Background: Polymorphisms in adrenergic signaling affect the molecular function of adrenergic receptors and related proteins. The β1 adrenergic receptor (ADRB1) Arg389Gly, G-protein receptor kinase type 5 (GRK5) Gln41Leu, G-protein β-3 subunit (GNB3) 825 C/T, and α2c deletion affect adrenergic tone, impact heart failure outcomes and differ in prevalence by ethnicity. Their combined effect within black cohorts remains unknown.

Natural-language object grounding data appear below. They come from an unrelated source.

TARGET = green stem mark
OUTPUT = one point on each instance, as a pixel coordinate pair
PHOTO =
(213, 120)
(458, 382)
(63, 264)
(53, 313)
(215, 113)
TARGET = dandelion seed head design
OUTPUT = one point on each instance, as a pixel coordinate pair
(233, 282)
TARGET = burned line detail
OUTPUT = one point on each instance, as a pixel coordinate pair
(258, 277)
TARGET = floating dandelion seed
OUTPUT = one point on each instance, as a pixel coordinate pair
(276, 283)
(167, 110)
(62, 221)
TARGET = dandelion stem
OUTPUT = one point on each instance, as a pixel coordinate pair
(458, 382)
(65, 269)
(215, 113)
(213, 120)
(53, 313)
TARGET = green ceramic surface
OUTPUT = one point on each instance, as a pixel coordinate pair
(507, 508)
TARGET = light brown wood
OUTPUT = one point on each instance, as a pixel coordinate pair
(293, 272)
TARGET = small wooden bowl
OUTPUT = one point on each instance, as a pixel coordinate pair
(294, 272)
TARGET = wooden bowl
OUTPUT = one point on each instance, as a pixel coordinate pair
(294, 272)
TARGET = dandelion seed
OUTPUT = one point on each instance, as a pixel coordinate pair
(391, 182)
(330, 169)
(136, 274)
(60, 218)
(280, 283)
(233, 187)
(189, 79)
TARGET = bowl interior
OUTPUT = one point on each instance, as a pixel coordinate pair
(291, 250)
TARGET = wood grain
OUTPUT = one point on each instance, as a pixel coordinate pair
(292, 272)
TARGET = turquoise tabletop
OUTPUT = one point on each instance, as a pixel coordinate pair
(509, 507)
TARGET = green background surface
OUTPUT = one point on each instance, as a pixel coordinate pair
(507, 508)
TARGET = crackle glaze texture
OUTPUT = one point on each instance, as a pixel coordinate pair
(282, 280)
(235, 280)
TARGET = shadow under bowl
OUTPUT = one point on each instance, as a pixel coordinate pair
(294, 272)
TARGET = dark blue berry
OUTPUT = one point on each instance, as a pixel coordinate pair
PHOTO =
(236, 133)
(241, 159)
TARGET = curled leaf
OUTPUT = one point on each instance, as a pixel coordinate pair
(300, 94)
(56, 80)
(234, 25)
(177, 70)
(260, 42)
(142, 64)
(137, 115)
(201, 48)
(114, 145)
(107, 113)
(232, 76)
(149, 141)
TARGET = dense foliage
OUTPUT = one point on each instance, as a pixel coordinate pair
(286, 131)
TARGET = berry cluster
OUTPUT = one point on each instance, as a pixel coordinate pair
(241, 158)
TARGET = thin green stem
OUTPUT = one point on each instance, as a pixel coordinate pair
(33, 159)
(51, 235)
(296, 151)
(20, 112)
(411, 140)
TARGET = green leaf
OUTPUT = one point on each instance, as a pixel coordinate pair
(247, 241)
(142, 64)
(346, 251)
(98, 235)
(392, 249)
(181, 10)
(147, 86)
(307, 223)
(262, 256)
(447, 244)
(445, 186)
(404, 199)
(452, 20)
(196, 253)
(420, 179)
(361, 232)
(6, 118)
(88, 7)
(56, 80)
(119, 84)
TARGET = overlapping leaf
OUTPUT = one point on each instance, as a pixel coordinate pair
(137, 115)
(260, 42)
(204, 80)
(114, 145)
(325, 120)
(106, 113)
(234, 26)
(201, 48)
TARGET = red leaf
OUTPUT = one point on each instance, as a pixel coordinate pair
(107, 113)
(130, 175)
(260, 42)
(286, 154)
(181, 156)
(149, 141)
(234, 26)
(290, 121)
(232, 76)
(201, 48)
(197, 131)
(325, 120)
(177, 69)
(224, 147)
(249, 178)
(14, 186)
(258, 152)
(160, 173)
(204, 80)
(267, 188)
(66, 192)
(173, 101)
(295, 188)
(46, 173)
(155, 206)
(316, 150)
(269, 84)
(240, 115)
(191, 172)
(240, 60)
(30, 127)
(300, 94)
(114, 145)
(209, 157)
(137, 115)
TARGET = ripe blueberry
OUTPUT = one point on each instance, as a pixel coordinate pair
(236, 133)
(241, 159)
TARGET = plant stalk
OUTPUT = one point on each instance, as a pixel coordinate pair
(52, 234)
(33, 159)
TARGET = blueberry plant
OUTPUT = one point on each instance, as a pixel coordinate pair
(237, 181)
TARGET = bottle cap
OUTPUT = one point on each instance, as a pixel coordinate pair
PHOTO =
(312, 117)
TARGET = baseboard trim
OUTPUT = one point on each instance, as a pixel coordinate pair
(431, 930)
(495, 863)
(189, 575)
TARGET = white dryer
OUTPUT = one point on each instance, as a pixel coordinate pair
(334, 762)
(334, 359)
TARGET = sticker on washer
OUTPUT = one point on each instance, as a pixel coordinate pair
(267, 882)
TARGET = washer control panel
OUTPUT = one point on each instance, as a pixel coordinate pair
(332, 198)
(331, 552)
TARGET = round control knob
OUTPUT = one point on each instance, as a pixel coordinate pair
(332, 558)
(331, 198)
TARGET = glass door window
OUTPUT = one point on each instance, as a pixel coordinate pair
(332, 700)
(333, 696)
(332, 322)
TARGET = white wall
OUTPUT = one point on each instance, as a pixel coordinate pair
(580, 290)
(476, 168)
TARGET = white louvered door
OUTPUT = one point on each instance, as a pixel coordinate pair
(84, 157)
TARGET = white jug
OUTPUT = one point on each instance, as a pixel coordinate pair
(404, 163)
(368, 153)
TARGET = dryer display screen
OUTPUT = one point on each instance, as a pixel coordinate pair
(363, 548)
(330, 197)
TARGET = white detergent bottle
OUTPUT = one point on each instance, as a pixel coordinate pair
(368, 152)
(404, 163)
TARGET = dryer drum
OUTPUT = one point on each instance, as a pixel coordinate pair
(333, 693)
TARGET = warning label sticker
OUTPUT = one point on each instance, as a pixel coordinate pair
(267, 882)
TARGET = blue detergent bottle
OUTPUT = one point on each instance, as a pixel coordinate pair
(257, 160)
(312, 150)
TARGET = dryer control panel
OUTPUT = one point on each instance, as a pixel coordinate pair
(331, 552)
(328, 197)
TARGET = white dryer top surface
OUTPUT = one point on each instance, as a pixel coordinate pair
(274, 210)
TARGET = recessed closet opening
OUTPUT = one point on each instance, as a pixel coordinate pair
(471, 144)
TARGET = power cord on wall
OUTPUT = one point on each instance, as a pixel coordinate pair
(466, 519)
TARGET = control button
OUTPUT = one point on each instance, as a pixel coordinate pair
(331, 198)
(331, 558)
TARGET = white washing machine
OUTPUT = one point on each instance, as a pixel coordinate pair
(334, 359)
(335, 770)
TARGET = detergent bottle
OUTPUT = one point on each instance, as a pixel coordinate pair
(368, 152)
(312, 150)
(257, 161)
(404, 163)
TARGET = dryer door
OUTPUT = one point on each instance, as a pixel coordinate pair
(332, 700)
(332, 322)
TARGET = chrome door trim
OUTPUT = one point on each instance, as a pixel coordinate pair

Methods and Results:We analyzed subjects from the African American Heart Failure Trial (A-HeFT) by assessing event-free survival, quality of life, and gene coinheritance. Significant coinheritance effects on survival included GRK5 Leu41 among subjects coinheriting GNB3 825 C alleles (n = 166, 90.4% vs 69.0%, p < 0.001). By contrast, the impact of ADRB1 Arg389Arg genotype was magnified among subjects with GNB3 825 TT genotype (n = 181, 66.3% vs 85.7%, p = 0.002). The lack of the α2c deletion (i.e., insertion) led to a greater impact of the ARG389Arg genotype (n = 289, 76.4% vs86.1%, p = 0.007).
Conclusions:Polymorphisms in adrenergic signaling affects outcomes in black subjects with heart failure. Coinheritance patterns in genetic variation may help determine heart failure survival.